Before “Hidden Figures,” There Was a Rock Opera About NASA’s Human Computers

Posted in Articles, Arts, Biography, History, Media Archive, United States, Women on 2017-03-13 01:30Z by Steven

Before “Hidden Figures,” There Was a Rock Opera About NASA’s Human Computers

Air & Space Magazine
2017-02-03

Linda Billings, Senior Editor

Katherine Johnson’s inspirational story came to the Baltimore stage in 2015, thanks to another space scientist.

Hidden Figures,” the story of three African-American women whose mathematical skill helped NASA launch astronauts into space and back in the early 1960s, has been both a critical and box office success. With more than $100 million in ticket sales and a stack of award nominations, the movie has inspired audiences with a true story made even more powerful by virtue of the fact that it was largely untold for 50 years. And still mostly unknown is the story of another NASA scientist who beat Hollywood to the punch by putting “human computer” Katherine Johnson’s saga on stage almost two years ago.
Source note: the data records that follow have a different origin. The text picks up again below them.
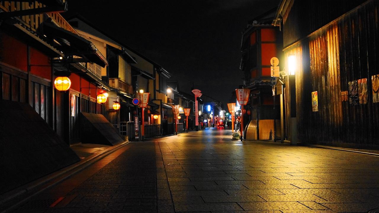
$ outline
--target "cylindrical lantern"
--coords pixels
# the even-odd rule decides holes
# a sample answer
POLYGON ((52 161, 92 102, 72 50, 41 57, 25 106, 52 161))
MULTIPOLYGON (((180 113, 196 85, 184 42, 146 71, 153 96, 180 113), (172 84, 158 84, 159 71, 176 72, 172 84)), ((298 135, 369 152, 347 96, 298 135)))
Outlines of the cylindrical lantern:
POLYGON ((54 81, 54 86, 60 91, 66 91, 71 86, 71 80, 65 76, 57 77, 54 81))
POLYGON ((113 104, 113 109, 117 110, 120 108, 120 103, 117 101, 114 101, 114 103, 113 104))
POLYGON ((104 91, 100 91, 100 94, 97 96, 97 102, 100 103, 105 103, 106 101, 106 96, 104 94, 104 91))

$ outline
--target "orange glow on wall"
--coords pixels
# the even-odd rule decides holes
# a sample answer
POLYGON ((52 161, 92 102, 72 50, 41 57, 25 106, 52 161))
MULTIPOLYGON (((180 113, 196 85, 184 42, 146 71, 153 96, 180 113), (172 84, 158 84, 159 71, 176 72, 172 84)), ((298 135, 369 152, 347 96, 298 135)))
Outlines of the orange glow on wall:
MULTIPOLYGON (((271 66, 270 59, 273 57, 277 56, 276 51, 276 44, 262 44, 262 65, 271 66)), ((268 68, 269 69, 269 68, 268 68)), ((271 75, 271 73, 268 75, 271 75)))
POLYGON ((250 34, 250 45, 254 45, 257 42, 257 31, 254 31, 250 34))
POLYGON ((261 41, 276 41, 276 34, 274 29, 262 29, 261 30, 261 41))

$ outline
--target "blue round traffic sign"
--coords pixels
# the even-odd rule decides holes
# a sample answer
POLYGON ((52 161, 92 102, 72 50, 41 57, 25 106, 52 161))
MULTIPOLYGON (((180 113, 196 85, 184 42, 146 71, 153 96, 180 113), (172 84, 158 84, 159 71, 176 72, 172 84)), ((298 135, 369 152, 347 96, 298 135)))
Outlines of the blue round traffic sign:
POLYGON ((133 99, 133 100, 132 102, 133 102, 133 104, 138 105, 139 103, 139 99, 137 98, 133 99))

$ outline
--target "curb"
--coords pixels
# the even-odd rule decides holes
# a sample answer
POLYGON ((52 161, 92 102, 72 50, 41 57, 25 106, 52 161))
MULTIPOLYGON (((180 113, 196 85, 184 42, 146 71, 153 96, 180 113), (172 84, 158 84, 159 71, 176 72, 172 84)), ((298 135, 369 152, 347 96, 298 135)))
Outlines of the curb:
POLYGON ((2 197, 6 197, 0 200, 0 206, 1 206, 1 205, 13 199, 15 199, 17 197, 21 196, 27 193, 30 192, 31 191, 32 191, 33 189, 37 188, 37 187, 39 186, 41 186, 43 184, 47 184, 54 179, 58 178, 60 176, 63 175, 65 174, 69 173, 69 172, 75 169, 79 168, 81 166, 82 166, 81 168, 79 168, 79 169, 78 169, 77 171, 74 171, 74 172, 72 173, 68 174, 68 175, 67 175, 66 176, 63 177, 61 177, 59 179, 58 181, 55 181, 51 184, 46 186, 45 187, 43 187, 42 189, 38 190, 36 192, 33 193, 32 194, 27 196, 27 197, 22 199, 20 201, 17 202, 16 204, 12 205, 11 206, 6 208, 4 210, 0 212, 0 213, 4 213, 7 212, 8 211, 11 210, 13 208, 20 205, 22 203, 27 201, 32 197, 41 193, 42 191, 47 189, 50 187, 56 185, 63 181, 64 180, 71 175, 81 171, 89 166, 99 161, 99 160, 100 160, 103 158, 111 153, 113 152, 116 151, 119 149, 120 149, 124 146, 130 143, 130 141, 125 141, 122 143, 120 143, 115 146, 110 147, 108 149, 103 150, 101 152, 94 154, 86 158, 83 158, 80 161, 77 163, 64 168, 62 169, 63 170, 58 170, 53 173, 50 174, 50 175, 47 175, 45 176, 41 177, 37 180, 32 182, 31 183, 30 183, 28 184, 27 183, 23 186, 19 186, 17 188, 14 189, 9 192, 5 193, 2 196, 2 197), (99 158, 99 157, 101 157, 99 158), (7 194, 9 194, 9 195, 7 196, 7 194))

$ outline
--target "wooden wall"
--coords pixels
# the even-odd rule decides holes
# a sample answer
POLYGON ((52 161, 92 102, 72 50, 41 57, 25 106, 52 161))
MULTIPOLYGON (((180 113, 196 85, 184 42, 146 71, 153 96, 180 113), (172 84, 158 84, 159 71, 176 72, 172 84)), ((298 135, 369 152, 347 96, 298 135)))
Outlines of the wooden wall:
POLYGON ((297 120, 303 142, 345 146, 379 146, 379 103, 371 76, 379 74, 379 1, 374 0, 302 40, 285 54, 301 53, 296 73, 297 120), (368 101, 342 101, 348 82, 367 78, 368 101), (318 111, 311 93, 318 93, 318 111))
Heather Graham is an astrobiologist at NASA’s Goddard Space Flight Center outside Washington, D.C. She’s also a gamer, a feminist, and a member of the Baltimore Rock Opera Society. In May 2015, the society staged Graham’s one-act rock opera, “Determination of Azimuth,” which portrays how Johnson and her colleagues Mary Jackson and Dorothy Vaughan, were ignored and demeaned on the job at NASA’s Langley Research Center in Virginia, because they were black and female. The story has a happy ending: Their work was validated, their expertise accepted. But they had to endure racism and sexism along the way…

Read the entire article here.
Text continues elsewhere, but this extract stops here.